When analyzing PSAT or SAT data from the College Board, I have to frequently merge the PSAT/SAT data with a school's spreadsheet of students' course and GPA information. That way, I can perform a MANOVA on the data with PSAT/SAT subscores as dependent variables and course group or GPA group (e.g., 0.0 - 1.9 GPA as one group) as independent variables. Before merging the files, I have to decide on a key record that is present in both files to use as an index. Usually, it is the student ID. The following instructions work with SPSS version 22.
Merging Files That Do Not Have Duplicate Keyed Records
- Open both files in SPSS. Then sort each file in ascending order on the index key variable. It's important that the files are sorted in ascending order on the key variable! Right-click on the index key variable's column and choose "Sort Ascending" from the pop-up menu.
- Ensure that the key variables in both datasets are named exactly the same. (You might have to go to the Variable View of the second dataset to make the key variable's name be the same as the key variable in the primary dataset.)
- Click on the main data file in SPSS to make it visible and active.
- Click: Data - Merge Files - Add Variables...
- In the "Add Variables..." dialog box that pops up, click on the secondary data file in the open dataset frame to highlight it. Then, click on the Continue button.
- A new "Add Variables..." pop up window will appear. In the "New Active Dataset" frame, you can choose variables to be excluded from the merge. Variables marked with a "*" are from the main dataset while variables marked with a "+" are from the secondary dataset. If SPSS finds a variable with the same name in both datasets (which it should if you ensured the key variable is named the same in both datasets), it will be displayed in the "Excluded Variables" frame.
- Check the box next to "Match cases on key variables".
- Click on the key variable in "Excluded Variables" to select it. Then, click on the arrow button next to the "Key Variables" frame to enable the key variable.
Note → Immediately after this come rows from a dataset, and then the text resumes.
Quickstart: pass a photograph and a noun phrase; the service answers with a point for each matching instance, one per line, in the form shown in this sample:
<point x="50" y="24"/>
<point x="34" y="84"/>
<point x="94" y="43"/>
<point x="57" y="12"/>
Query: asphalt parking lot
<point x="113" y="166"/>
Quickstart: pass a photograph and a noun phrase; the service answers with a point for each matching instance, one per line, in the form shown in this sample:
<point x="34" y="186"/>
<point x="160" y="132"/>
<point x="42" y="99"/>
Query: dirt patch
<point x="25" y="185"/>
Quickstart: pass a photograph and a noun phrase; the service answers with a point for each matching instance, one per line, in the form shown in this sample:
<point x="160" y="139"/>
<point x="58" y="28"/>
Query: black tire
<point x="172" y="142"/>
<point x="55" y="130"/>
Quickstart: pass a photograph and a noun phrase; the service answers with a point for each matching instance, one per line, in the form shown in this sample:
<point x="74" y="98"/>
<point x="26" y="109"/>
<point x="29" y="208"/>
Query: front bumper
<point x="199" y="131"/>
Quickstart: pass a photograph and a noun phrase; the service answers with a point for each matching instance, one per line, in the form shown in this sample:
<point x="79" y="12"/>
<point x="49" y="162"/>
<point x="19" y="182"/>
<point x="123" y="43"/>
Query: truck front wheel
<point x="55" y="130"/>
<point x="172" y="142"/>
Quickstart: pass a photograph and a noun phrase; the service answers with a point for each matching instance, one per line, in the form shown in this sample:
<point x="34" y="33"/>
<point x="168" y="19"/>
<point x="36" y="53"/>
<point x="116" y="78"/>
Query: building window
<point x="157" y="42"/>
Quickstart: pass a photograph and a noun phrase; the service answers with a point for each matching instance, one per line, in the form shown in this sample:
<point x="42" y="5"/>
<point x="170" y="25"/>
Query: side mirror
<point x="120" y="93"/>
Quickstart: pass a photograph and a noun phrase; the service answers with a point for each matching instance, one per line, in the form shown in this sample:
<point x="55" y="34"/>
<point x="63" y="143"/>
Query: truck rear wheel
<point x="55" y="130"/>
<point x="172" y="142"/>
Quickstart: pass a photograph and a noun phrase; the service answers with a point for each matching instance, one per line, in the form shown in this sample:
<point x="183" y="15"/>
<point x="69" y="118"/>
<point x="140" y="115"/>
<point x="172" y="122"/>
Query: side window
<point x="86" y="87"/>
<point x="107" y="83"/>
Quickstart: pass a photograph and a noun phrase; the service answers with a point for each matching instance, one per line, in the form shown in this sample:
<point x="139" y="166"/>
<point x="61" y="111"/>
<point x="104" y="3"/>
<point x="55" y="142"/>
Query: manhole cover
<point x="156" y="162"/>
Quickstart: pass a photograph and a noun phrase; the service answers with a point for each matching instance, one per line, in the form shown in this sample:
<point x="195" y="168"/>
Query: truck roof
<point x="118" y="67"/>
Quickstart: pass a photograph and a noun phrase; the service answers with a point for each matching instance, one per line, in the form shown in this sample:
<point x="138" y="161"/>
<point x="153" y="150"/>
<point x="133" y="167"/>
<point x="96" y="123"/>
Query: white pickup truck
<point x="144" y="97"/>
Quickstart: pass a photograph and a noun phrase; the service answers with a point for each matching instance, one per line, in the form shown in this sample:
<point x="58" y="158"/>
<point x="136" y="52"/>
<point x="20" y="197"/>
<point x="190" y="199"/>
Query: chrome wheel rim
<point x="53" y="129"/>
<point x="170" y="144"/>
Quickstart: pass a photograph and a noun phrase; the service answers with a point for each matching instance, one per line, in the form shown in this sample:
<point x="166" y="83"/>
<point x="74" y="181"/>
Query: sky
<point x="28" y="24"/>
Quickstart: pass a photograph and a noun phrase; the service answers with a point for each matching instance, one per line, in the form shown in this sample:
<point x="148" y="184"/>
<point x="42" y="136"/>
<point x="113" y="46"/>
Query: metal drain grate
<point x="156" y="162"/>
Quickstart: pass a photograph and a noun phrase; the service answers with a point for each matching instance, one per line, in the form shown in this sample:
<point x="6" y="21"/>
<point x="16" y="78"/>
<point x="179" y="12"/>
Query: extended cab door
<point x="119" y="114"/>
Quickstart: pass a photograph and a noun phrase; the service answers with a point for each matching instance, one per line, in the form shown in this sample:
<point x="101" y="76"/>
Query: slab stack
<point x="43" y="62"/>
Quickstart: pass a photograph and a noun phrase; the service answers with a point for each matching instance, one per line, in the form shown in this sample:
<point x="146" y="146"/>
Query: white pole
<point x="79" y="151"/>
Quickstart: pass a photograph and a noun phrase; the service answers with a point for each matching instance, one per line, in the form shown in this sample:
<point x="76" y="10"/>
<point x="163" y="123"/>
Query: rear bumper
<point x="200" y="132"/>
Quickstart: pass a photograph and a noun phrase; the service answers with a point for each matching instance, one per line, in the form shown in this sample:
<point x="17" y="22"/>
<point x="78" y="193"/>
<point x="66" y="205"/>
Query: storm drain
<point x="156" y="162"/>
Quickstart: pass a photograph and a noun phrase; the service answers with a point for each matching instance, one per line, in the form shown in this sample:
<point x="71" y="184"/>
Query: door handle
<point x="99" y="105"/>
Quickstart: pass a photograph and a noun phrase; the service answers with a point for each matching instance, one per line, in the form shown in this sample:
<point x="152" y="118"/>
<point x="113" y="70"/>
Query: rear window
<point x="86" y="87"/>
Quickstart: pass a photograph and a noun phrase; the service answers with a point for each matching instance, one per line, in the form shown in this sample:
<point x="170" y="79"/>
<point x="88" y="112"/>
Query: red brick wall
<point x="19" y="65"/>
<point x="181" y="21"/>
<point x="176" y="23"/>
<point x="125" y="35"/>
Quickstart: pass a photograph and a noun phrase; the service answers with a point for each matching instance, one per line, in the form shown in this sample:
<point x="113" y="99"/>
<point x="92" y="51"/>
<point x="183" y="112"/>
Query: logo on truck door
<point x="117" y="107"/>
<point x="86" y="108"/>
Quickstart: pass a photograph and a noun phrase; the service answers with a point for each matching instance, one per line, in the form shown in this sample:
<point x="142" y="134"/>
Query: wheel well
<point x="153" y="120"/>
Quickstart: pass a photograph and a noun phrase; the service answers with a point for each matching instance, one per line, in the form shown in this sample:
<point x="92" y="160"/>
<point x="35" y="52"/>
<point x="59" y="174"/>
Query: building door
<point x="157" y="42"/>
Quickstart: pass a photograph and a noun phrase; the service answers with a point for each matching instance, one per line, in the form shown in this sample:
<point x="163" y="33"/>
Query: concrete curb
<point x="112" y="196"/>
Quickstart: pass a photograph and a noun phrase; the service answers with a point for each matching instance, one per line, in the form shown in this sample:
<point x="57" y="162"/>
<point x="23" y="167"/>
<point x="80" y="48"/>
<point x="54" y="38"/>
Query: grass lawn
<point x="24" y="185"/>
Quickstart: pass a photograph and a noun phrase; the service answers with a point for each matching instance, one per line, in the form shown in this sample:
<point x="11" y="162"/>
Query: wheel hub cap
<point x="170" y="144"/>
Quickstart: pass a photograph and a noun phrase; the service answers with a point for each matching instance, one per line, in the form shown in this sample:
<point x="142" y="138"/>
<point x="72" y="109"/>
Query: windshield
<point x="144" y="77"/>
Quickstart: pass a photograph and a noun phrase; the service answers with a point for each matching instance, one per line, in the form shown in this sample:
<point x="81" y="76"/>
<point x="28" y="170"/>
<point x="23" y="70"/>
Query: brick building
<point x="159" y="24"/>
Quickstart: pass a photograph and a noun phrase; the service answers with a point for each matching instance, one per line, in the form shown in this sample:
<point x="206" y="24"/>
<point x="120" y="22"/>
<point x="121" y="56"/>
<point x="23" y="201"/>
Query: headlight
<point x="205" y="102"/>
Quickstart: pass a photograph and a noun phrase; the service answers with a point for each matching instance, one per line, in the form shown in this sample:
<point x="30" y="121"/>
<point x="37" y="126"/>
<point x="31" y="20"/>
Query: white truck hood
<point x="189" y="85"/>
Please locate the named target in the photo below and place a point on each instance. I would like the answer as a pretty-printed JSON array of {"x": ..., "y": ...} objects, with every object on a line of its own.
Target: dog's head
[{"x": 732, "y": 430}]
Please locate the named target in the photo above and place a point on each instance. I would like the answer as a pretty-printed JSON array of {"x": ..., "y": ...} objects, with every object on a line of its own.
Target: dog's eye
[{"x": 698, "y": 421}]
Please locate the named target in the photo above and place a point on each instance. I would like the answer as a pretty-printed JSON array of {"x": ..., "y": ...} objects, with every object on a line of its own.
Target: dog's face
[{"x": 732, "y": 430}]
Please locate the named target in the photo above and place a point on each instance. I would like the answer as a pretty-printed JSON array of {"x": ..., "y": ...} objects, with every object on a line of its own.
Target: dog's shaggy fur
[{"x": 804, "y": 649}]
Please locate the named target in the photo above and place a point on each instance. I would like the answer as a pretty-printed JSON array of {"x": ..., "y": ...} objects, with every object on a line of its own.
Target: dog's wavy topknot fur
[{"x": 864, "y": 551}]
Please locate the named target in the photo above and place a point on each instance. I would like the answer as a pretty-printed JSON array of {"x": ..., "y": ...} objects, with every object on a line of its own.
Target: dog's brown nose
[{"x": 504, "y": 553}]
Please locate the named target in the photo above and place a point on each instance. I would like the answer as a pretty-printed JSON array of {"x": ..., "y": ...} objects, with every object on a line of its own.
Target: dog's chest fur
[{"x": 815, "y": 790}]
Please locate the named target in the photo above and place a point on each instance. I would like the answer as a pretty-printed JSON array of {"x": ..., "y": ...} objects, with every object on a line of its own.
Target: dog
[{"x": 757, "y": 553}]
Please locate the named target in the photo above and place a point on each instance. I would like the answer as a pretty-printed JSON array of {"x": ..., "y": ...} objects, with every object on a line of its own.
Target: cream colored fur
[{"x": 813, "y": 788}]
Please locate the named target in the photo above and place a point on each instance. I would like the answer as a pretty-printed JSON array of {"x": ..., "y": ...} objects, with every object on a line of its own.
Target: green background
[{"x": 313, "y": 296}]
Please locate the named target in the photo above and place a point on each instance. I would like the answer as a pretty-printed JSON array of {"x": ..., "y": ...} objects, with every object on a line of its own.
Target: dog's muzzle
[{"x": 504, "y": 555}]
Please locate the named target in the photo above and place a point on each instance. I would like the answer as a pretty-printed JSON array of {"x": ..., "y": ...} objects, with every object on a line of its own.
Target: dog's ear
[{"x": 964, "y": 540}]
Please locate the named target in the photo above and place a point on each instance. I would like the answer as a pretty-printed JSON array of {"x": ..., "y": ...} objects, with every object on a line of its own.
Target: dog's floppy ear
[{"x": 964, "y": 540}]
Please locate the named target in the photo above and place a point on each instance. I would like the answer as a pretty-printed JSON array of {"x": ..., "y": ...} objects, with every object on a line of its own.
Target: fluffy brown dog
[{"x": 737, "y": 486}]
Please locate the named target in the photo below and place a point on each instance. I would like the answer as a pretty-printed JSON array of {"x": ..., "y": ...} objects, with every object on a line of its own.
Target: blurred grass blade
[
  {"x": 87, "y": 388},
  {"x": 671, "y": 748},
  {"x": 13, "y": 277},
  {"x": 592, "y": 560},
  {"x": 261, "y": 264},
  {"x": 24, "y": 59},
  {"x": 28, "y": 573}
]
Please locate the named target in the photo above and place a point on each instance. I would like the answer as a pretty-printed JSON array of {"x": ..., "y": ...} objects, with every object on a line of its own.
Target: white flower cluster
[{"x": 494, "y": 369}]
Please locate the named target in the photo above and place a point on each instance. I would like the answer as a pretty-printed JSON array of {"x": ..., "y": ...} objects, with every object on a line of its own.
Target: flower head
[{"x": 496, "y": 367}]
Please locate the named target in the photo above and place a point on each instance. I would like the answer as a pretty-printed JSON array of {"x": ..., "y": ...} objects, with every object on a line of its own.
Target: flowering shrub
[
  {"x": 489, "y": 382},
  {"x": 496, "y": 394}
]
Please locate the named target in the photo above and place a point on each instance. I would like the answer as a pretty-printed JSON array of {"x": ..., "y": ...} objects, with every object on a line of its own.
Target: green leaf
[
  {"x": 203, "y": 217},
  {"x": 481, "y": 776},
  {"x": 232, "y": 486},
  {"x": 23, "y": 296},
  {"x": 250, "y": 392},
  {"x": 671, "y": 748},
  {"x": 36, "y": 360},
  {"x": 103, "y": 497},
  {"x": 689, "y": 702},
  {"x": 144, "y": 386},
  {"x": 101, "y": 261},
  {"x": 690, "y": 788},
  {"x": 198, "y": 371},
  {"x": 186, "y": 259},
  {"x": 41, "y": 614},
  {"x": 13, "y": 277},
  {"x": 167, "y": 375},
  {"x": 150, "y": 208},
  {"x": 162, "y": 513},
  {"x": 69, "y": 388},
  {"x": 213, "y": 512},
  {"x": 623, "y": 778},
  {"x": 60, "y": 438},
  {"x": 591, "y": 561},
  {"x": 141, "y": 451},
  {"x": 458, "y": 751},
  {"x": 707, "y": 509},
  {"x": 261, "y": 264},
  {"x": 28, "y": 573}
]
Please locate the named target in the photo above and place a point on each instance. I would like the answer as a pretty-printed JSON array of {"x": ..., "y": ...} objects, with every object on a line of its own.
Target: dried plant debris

- Next, check the box next to "Cases are sorted in order of key variables in both datasets". The radio button next to "Both files provide cases" should automatically be selected.
- Click the OK button to perform the merge. A dialog box will pop up to warn you about not sorting the datasets in ascending order. Click OK.
If there is a one-to-many relationship (the primary dataset has duplicate key values, e.g., multiple records for each subject), only the first record will get the merged data. Subsequent duplicate keyed records will not. It is best to ensure that both datasets have one record per keyed variable.
Merging with a Data File that has Duplicate Key Records
Sometimes, you might have a primary data file that has multiple records for each subject. For example, you might have a dataset that has a record for each course (with the course's data) for a student. This would result in multiple records (one for English, one for Math, one for Social Studies, etc.) for each student. To merge a secondary dataset with this kind of primary dataset, the secondary dataset must not contain duplicate keyed records. To check and make sure the secondary dataset does not have duplicates in SPSS, do the following:
- With the dataset visible and active, click on Data - Identify Duplicate Cases
- Select the variable that is the key in the left frame and click the arrow button next to "Define matching cases by:" That way, the keyed variable is selected for processing.
- Check: Sequential count of matching case in each group
- The "Display frequencies for created variables" should automatically be checked.
- Click: OK
- The output should then display if you have any duplicate cases that you need to address. ("Valid" should be 0 in the "Sequential count of matching cases" table.)
Now that you've ensured there are no duplicate cases of key variables in the secondary dataset, go back to the main dataset by making it visible and active. Follow the same steps as above in merging the files from 1 to 8, however, you will need to do something different starting at step 9:
9. Check the box next to "Cases are sorted in order of key variables in both datasets".
10. Choose "Non-active dataset is keyed table" (previously, "Both files provide cases" was chosen).
11. Click the OK button to perform the merge. A dialog box will pop up to warn you about not sorting the datasets in ascending order. Click OK.
The new merged dataset should now have the new variables and properly duplicated for each subject.